The taekwondo plaintiff group is being represented by a team of attorneys headed by B. Robert Allard of San Jose and Jonathan Little of Indianapolis. In 2012 the now-defunct California Lawyer magazine named Allard one of its lawyers of the year for his advocacy of abuse victims. And no one knows more about where all the bodies are buried than in Olympic sports than Little, who ran track at Indiana University and was friends with two prominent swimmers. One of them, Brooke Taflinger, would file one of the most important early cases against USA Swimming, involving Peeping Tom coach Brian Hindson. The other, Susan Woessner, is the disgraced former USA Swimming safe sport director who was recently forced to resign after acknowledging that she had “kissed” a coach, Sean Hutchison, prior to investigating him – and before recent revelations that Hutchison groomed and abused one of his swimmers, former butterfly world record holder Ariana Kukors.

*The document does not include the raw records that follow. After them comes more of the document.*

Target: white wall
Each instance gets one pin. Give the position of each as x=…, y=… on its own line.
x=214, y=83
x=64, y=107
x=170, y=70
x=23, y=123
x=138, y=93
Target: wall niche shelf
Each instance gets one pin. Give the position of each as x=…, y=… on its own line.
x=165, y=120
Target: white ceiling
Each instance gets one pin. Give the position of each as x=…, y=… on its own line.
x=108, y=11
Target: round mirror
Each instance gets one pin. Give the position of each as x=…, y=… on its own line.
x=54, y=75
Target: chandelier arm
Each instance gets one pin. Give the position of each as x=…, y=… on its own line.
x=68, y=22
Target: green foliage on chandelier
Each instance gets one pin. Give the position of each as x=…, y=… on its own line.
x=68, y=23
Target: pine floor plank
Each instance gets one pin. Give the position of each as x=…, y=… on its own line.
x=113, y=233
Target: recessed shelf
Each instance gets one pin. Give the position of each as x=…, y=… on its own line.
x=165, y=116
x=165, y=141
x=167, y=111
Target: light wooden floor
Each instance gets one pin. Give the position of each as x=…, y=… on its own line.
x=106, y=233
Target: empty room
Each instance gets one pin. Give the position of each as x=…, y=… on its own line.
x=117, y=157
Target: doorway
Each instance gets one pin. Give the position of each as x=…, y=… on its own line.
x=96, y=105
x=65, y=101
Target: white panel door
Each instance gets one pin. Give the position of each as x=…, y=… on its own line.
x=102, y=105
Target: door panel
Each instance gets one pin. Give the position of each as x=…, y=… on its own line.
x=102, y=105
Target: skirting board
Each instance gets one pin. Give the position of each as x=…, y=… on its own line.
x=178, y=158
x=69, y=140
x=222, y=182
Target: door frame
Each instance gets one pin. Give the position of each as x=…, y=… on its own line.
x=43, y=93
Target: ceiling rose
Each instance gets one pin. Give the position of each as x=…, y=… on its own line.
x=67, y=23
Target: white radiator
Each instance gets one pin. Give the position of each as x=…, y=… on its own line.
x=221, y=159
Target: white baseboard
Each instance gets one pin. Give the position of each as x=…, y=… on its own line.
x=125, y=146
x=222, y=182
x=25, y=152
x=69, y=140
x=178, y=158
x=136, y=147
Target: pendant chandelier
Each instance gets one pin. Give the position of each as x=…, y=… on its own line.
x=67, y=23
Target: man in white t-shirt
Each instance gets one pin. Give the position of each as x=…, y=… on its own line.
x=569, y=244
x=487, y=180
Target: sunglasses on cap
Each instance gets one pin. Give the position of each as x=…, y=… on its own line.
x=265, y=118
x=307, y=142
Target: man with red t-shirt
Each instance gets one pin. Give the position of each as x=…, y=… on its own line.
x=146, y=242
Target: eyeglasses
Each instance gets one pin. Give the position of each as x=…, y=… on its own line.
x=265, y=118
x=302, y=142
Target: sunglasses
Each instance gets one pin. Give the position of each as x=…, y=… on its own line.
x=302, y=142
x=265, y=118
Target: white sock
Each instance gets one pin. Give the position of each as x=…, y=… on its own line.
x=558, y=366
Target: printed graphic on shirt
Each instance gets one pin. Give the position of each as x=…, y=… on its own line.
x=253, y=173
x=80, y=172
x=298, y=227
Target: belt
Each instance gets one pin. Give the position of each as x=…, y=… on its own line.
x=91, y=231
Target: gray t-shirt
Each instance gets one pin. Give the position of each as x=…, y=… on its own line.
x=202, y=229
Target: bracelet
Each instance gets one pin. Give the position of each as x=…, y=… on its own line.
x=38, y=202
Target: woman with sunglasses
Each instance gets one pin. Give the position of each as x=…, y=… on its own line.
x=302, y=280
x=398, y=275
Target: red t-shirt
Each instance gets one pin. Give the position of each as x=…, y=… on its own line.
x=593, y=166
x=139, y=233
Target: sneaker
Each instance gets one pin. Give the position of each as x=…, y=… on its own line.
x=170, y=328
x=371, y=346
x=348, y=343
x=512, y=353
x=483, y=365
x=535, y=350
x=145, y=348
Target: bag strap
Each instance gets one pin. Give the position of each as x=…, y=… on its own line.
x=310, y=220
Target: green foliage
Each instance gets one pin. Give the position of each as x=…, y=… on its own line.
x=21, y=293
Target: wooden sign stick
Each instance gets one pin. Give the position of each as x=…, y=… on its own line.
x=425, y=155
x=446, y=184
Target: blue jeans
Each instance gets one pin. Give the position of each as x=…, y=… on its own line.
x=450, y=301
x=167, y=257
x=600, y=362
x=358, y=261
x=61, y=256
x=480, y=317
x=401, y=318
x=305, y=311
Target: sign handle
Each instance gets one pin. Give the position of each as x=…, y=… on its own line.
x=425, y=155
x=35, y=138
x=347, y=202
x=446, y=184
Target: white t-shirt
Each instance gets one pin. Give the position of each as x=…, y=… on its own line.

In the cliche, sex abuse is about abuse of power, not about sex. But going forward, it will also be about s something that hits Olympic potentates where they hurt: commerce.
What might follow human trafficking and class action cases against the USOC and its satellite bodies? I would suggest RICO – the Racketeer Influenced and Corrupt Organizations Act. They’ve long operated like a virtual mob. It’s past time for the law to start treating them like the real one.